As described on the House Rules Committee website, the Byrd Rule, established by the late Sen. Robert Byrd (D-W.Va.) when he was the Senate Majority Leader, prohibits the Senate “from considering extraneous matter as part of a reconciliation bill. … The definition … remains subject to considerable interpretation by the presiding officer (who relies on the Senate Parliamentarian). The Byrd rule is enforced when a Senator raises a point of order during consideration of a reconciliation bill or conference report. If the point of order is sustained, the offending title, provision or amendment is deemed stricken unless its proponent can muster a 3/5 (60) Senate majority vote to waive the rule. … The Byrd rule may be invoked only against reconciliation bills, amendments thereto, and reconciliation conference reports. … The Byrd rule is not self-enforcing. A point of order must be raised at the appropriate time to enforce it.”
Over the years, the process has been further amended. In addition to dropping the second concurrent resolution for a given year, the deadline for completion of the remaining concurrent resolution has been moved up to April 15. Reconciliation can be used for only three purposes: to address revenues (taxes), mandatory spending (entitlements), and/or the debt limit.

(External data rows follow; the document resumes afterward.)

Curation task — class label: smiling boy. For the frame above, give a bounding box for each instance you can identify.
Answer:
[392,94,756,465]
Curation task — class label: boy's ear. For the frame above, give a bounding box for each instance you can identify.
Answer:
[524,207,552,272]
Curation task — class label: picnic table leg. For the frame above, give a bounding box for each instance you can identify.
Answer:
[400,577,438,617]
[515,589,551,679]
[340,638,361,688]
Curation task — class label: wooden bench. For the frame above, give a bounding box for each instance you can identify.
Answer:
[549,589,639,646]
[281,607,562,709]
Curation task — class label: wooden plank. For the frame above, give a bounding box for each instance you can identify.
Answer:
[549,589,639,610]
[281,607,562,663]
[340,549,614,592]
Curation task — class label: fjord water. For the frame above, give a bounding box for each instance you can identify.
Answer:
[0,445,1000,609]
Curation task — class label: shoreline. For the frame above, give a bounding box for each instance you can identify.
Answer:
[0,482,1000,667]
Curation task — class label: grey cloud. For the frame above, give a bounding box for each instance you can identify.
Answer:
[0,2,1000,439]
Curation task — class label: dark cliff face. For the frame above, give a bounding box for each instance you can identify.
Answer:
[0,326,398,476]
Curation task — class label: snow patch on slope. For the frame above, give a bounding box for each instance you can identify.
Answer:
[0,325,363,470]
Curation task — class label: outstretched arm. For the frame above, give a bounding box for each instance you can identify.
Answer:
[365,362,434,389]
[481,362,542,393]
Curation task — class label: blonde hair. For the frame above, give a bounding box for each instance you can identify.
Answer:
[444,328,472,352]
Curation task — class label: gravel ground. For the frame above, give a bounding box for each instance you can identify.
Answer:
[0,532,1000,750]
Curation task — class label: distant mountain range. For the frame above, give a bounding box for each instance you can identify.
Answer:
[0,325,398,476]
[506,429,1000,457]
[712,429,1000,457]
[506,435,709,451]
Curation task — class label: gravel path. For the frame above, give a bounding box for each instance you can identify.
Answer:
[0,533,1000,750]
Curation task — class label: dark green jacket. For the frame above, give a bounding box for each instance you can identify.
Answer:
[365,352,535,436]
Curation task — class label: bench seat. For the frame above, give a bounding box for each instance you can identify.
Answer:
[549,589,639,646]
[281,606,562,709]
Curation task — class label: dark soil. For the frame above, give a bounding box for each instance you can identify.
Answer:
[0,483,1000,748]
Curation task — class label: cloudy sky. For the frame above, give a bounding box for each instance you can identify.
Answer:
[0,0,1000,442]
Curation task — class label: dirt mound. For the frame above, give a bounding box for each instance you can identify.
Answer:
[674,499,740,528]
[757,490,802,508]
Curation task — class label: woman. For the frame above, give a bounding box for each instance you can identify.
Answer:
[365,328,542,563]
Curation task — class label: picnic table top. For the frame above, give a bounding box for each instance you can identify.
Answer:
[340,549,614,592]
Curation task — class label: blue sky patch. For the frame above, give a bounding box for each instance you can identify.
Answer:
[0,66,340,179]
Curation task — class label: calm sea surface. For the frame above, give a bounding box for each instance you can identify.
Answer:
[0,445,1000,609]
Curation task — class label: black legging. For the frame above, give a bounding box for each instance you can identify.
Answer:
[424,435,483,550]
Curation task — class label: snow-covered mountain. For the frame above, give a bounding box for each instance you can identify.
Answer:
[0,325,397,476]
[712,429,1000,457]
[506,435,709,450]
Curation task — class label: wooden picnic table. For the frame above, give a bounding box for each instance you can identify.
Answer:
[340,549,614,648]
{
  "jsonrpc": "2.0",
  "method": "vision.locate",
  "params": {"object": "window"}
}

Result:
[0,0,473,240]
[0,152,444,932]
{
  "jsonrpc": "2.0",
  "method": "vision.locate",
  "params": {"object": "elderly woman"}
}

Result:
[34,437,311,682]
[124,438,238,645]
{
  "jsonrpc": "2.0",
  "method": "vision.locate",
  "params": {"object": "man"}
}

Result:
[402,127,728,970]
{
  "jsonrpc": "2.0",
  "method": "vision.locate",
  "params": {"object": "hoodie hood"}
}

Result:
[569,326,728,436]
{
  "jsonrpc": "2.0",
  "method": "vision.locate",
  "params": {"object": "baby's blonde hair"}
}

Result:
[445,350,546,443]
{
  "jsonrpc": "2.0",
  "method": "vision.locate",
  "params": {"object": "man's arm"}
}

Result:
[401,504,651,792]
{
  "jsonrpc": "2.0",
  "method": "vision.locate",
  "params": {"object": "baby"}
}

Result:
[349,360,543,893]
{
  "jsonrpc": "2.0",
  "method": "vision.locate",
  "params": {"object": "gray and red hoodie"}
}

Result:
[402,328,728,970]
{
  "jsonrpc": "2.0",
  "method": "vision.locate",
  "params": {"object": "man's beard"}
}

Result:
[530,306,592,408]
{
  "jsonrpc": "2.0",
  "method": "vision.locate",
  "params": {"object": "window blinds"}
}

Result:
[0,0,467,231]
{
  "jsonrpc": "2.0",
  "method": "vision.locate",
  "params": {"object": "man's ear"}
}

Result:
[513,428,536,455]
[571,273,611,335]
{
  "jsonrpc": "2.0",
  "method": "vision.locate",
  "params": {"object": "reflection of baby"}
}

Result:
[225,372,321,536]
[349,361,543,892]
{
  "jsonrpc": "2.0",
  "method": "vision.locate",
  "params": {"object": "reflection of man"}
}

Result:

In order for the policy prescriptions in budget resolutions to become law, the concurrent resolutions must include instructions for the subsequent reconciliation process. Since the resolutions themselves are not signed into law by the president, it falls to the resulting reconciliation bill to carry forward the legislative intent of the Congress. If the president vetoes the reconciliation bill, Congress must overturn the veto with a two-thirds vote in each Chamber.
With its streamlined procedures, budget reconciliation is often reserved for issues that would not otherwise muster a filibuster-proof (60-vote) majority in the Senate. Given the circumstances similar to the political landscape of 2015, where Congress is controlled by one party while the president is from another, any resulting budget reconciliation (almost certain to be vetoed with insufficient votes to override) may be little more than a political messaging tool, designed to draw clear philosophical distinctions between the parties ahead of the next election.
Reconciliation has been passed by Congress 23 times, including its first use in 1980. Twenty of those bills have become law, while three were successfully vetoed. In 1981, the process was used to enact major spending cuts as part of President Ronald Reagan’s ambitious first-year agenda. In the 1980s and 1990s, reconciliation was used for several deficit-reduction packages, including the Gramm-Rudman-Hollings bill and others. It was the vehicle for welfare reform in 1996 and for tax cuts during President George W. Bush’s administration. After Senate Democrats lost their filibuster-proof majority with the election of Scott Brown (R-Mass.), reconciliation was used in 2010 to pass the Affordable Care Act, also referred to as “Obamacare.”
In 2015, following the GOP takeover of both chambers of Congress, the use of budget reconciliation is not likely to yield any lasting “feel good” policies, as President Obama is sure to thwart any efforts to overturn his expansive agenda. And to the Republicans’ consternation, they face extremely long odds in convincing enough Democrats to join them in any veto override.
For Peaches & Herb, “our quarrel was such a way of learnin’ so much.” Notwithstanding the potential for legislative achievement through budget reconciliation, the quarreling factions in Washington, D.C. are nowhere near being “reunited.”